Oleh: Edi Hardum,
Wartawan dan advokat,
Anggota Presidium DPP Ikatan Sarjana Katolik Indonesia (ISKA), tinggal di Jakarta
Beberapa bulan lalu, Wakil Bupati Manggarai, Viktor Madur, mengeluarkan pernyataan kepada pers yang mengatakan, Pegawai Negeri Sipil (PNS) Kabupaten Manggarai, tingkat kehadiran di kantor bagus, namun kualitas masing-masing pribadi masih rendah.
Pernyataan seperti ini tentu berdasarkan hasil kerja dari para PNS yang tidak memuaskan atau tidak mencapai terget. Dalam sebuah tim kalau semua anggota tim atau sebagian besar anggota tim tidak menguasai apa yang mereka kerjakan bersama tentu hasilnya tidak sesuai dengan yang ditargetkan.

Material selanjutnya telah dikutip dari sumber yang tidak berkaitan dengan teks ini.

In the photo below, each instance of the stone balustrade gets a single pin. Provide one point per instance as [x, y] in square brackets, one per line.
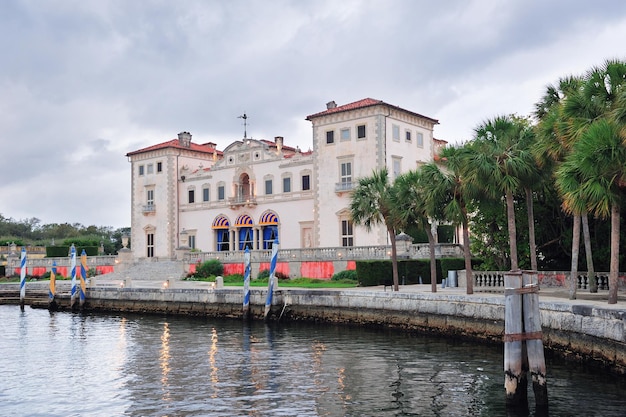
[494, 280]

Pernyataan orang nomor dua di Kabupaten Manggarai ini ditanggapi beberapa PNS Manggarai secara tidak langsung. Ada yang menanggapnya lewat status di facebook. Mereka mengatakan hasil kerja PNS Manggarai tidak maksimal karena perekrutan dan penempatan pejabat dan staf tidak sesuai latar belakang ilmu dan kemampuan para PNS.
“Bagaimana kualitas bagus, perekrutan dan penempatan pejabat dan staf tidak sesuai bidang dan kemampuan !” tulis seorang PNS Manggarai di akun facebook-nya.
Sebagian lagi dari mereka berpendapat bahwa penempatan pejabat dan staf di Kabupaten Manggarai umumnya berdasarkan prinsip suka dan tidak suka (like and dislike). Pimpinan Pemkab Manggarai mengabaikan prinsip menempatkan orang sesuai bidang dan kemampuannya (the right peope on the right place).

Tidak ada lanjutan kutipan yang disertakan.